CGHE 2026 is the Centre for Global Higher Education (CGHE)’s eleventh annual conference, hosted by Oxford’s Department of Education. Building on the success of 2025, this will be fully hybrid, with 30 parallel panels and roundtables across five different streams: ‘Why it’s hard to make the finances add up’, ‘Mobilities and inequalities’, ‘Freedoms and geopolitics’, ‘Governance and leadership in a populist world’ and ‘Equity, sustainability and reparative futures’.
CGHE 2026 will celebrate the life and contributions of Professor Claire Callender, whose academic and policy interests helped prepare the ground for CGHE. Her groundbreaking work on student attitudes towards debt and its long-term consequences, along with her policy advocacy, are being taken forward by colleagues across CGHE’s international community.

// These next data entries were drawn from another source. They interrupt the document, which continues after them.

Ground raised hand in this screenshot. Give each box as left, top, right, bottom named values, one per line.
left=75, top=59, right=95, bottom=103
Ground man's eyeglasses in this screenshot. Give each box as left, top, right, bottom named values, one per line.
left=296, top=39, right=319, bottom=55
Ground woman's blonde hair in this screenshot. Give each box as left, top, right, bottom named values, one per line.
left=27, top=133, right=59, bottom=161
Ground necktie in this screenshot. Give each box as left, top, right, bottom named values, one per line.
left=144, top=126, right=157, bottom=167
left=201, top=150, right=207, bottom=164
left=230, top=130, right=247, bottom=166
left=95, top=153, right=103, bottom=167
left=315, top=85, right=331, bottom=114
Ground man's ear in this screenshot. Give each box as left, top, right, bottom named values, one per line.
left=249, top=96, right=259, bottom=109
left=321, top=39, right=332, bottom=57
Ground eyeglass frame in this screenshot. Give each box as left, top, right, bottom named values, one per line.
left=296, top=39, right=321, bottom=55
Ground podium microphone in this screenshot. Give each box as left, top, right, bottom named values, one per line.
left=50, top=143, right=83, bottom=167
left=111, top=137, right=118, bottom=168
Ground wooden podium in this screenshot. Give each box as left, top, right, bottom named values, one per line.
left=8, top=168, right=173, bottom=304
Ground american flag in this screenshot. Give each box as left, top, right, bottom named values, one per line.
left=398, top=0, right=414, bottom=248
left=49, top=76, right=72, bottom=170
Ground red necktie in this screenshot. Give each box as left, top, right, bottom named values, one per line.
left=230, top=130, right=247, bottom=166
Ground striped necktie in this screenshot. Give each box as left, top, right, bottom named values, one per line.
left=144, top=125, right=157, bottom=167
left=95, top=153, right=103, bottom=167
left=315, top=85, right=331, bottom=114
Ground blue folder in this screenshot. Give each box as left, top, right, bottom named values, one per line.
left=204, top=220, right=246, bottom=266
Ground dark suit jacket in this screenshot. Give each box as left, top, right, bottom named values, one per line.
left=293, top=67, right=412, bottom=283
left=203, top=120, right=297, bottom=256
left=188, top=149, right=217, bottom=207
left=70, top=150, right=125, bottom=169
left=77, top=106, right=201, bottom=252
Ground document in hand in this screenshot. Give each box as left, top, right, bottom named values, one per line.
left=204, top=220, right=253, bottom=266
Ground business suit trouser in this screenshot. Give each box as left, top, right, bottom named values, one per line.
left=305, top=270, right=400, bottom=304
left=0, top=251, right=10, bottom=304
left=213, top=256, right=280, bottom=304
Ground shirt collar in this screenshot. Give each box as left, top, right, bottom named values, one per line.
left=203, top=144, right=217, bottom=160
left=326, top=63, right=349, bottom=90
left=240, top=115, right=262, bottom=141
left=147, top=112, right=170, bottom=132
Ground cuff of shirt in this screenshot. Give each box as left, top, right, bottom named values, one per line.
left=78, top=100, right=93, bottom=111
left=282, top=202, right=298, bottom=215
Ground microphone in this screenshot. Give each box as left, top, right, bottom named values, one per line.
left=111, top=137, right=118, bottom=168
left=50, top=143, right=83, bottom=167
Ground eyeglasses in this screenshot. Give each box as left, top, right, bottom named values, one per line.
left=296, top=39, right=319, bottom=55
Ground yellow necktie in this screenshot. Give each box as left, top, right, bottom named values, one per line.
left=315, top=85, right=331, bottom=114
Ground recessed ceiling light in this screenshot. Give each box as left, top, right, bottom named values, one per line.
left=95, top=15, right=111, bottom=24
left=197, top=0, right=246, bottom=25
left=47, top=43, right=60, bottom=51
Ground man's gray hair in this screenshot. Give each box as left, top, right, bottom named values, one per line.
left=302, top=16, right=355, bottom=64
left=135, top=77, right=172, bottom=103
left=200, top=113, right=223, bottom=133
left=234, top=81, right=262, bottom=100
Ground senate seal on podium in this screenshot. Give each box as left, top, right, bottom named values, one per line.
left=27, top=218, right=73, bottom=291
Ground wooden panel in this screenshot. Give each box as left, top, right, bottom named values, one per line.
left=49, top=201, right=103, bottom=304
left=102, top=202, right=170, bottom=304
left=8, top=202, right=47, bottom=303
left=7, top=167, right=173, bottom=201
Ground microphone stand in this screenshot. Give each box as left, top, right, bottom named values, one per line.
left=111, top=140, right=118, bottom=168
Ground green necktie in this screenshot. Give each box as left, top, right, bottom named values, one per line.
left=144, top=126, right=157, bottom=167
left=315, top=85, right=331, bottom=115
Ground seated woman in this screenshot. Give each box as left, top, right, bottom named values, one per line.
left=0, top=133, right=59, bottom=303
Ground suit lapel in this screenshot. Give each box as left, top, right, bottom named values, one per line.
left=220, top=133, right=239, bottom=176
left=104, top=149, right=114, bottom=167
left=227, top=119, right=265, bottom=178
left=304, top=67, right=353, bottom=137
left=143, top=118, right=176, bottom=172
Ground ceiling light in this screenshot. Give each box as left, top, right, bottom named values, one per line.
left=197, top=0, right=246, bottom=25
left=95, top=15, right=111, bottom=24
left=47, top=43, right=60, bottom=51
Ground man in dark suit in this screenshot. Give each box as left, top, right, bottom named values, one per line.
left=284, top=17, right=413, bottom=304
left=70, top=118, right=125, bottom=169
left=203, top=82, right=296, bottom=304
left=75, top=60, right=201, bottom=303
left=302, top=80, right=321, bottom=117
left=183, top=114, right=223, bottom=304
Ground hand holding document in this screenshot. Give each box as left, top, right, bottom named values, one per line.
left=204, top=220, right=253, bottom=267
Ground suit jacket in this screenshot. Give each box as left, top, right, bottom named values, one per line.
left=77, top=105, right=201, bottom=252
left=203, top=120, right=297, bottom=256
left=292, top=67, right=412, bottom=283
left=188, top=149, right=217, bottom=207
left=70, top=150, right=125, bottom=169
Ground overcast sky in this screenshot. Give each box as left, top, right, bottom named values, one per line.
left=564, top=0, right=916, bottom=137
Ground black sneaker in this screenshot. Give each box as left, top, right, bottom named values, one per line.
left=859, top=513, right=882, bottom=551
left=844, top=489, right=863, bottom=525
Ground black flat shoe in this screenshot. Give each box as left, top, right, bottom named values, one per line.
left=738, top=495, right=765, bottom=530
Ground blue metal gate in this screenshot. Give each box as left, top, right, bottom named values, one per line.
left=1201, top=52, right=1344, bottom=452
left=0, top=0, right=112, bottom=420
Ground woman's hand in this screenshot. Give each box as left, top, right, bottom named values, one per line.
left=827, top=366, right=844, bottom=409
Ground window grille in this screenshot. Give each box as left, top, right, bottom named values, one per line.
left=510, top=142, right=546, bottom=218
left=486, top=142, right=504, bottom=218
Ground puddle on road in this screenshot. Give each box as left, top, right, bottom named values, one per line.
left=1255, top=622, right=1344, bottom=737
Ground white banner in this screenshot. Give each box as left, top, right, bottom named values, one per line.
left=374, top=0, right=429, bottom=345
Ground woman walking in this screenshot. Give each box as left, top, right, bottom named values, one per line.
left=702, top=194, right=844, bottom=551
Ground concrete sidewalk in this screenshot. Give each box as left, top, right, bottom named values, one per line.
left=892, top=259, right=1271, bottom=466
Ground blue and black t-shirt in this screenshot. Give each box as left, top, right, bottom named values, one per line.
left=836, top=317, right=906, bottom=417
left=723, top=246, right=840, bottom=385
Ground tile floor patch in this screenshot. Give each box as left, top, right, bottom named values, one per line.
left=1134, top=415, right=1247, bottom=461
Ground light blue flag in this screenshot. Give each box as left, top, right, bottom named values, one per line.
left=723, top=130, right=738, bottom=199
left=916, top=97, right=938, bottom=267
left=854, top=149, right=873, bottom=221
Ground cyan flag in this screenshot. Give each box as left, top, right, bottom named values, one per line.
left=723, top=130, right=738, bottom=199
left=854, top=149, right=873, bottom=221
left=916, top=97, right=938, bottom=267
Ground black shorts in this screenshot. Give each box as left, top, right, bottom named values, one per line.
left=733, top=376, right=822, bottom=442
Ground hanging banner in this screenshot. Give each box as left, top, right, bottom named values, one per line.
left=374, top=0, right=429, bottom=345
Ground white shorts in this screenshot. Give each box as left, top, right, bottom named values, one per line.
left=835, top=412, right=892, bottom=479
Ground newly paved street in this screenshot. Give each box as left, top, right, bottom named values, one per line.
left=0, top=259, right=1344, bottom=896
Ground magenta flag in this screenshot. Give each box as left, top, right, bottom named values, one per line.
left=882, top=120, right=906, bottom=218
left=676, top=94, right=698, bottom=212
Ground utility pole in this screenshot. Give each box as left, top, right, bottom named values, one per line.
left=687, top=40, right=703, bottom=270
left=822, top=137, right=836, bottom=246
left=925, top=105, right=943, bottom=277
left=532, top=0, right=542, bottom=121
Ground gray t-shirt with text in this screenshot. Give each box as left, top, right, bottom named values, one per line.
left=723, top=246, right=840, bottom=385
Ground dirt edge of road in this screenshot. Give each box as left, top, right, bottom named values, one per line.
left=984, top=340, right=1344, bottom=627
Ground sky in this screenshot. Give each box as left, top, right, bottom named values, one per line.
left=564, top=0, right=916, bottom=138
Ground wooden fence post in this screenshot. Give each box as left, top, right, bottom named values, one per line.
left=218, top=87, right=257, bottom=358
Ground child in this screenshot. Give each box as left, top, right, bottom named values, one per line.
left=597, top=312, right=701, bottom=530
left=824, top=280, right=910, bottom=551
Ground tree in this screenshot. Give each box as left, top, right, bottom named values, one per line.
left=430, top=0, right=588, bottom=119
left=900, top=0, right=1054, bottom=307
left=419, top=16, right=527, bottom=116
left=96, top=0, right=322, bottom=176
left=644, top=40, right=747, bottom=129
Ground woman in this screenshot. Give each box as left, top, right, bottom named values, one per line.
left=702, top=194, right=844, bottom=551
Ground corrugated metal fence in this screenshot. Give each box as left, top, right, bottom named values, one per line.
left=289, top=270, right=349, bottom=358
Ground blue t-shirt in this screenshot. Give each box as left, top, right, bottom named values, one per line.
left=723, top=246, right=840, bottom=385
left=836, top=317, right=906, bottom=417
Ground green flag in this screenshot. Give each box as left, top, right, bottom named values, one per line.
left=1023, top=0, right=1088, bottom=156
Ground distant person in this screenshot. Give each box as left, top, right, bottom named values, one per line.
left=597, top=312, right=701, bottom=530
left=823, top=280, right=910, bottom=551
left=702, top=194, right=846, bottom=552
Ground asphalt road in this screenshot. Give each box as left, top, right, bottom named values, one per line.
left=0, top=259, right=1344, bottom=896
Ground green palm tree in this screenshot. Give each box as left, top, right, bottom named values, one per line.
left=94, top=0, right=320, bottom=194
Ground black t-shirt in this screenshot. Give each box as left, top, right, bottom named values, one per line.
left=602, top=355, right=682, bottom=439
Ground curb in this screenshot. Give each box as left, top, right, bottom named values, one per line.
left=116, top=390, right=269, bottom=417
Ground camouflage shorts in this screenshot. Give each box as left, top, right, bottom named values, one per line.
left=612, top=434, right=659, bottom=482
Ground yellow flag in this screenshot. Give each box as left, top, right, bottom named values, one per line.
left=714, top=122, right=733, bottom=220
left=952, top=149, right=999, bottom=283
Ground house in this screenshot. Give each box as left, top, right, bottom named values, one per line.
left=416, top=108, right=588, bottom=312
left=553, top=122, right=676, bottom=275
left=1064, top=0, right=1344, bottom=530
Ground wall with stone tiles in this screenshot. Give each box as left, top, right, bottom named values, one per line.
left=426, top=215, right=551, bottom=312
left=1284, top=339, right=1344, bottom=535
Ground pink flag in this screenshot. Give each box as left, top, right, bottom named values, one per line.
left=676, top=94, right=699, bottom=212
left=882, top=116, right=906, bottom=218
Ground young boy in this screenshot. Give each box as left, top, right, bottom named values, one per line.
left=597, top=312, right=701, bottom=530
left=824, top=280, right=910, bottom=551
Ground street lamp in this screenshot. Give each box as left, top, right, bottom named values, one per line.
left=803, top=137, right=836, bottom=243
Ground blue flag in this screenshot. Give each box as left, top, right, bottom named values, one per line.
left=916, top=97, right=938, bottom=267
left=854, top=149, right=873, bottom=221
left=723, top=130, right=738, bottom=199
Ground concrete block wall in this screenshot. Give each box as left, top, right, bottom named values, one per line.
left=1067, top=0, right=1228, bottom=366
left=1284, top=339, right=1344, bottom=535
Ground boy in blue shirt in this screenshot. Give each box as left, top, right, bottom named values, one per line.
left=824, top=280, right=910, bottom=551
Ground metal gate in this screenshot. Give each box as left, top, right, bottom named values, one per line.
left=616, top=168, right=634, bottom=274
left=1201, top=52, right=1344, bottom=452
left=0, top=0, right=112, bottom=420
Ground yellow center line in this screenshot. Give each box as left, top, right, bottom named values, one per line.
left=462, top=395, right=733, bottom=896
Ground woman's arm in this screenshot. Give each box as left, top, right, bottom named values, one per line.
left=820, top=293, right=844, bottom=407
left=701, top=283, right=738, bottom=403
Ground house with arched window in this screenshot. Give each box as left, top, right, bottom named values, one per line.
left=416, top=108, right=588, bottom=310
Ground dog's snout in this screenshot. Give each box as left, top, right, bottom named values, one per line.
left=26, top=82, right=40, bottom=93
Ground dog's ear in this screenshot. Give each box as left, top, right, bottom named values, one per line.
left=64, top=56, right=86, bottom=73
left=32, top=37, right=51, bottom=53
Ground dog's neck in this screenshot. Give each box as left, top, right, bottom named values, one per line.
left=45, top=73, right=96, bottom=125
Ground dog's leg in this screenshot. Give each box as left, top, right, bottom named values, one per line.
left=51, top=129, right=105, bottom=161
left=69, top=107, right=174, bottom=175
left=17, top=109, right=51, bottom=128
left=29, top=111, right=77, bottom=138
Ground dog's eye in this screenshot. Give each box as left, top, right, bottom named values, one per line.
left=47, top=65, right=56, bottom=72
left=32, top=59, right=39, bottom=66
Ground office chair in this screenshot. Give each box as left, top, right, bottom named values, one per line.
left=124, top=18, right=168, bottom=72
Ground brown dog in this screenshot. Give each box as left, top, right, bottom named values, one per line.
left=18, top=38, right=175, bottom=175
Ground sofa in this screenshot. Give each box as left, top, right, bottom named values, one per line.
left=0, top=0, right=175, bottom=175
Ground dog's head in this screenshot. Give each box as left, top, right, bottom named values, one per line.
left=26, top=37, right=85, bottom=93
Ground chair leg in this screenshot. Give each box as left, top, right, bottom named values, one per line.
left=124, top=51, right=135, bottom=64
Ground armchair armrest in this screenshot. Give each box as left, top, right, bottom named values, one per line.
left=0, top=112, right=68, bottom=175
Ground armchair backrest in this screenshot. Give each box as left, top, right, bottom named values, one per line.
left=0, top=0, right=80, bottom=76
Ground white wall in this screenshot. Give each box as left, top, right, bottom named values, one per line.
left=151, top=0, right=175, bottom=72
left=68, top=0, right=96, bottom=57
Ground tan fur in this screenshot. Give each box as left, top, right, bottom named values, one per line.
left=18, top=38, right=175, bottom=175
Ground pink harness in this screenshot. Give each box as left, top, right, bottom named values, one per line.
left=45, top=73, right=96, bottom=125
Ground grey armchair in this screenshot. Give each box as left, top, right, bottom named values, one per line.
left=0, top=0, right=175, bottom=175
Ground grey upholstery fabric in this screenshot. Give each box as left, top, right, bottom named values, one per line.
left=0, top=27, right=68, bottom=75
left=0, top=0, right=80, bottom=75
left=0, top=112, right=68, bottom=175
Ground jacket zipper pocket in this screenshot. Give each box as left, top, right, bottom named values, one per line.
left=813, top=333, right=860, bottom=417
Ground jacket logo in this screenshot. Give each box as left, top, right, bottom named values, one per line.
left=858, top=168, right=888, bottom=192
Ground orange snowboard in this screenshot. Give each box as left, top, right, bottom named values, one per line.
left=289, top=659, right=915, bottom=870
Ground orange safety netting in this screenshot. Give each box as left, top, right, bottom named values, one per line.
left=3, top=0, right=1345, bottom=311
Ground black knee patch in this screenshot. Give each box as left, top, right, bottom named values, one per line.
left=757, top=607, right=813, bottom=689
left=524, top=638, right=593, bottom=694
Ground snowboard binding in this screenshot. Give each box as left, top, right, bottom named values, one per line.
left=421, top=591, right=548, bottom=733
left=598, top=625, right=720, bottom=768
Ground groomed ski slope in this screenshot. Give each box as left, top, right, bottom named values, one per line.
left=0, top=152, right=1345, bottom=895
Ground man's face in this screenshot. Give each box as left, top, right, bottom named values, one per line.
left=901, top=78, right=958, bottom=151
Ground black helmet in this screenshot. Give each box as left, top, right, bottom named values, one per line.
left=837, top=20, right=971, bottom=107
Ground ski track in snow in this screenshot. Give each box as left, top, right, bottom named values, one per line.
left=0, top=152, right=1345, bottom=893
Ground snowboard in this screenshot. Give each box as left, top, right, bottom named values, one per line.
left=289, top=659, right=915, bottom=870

A key focus for the conference is equity and sustainability. Across the world, governments are wrestling with how to fund the escalating costs of higher education. The global shift to knowledge-based economies, a focus on life-long learning, and the aspiration for universal tertiary education all put traditional models under strain. These new financial models have to balance a range of societal expectations: affordability, equitable access, high quality provision, flexibility and long-term sustainability.
Some countries, such as England, Canada and Australia, have chosen a high-tuition/high-aid funding model, often predicated on income-contingent student loans. Others, including much of Europe, have opted for low-tuition models to prioritise affordability, though there is also a growing private sector. Emerging economies in Africa, Latin America and Asia see rapid higher education expansion and differentiation, with fierce competition for the free or low-fee elite public universities, alongside growing tuition-charging private HE provision. Chile, South Africa, and the Philippines have recently implemented income-targeted free-tuition policies, highlighting the failings of previous systems. There is much to learn from these different models and the shared challenge of protecting the public good dimensions of higher education amidst constrained state finances.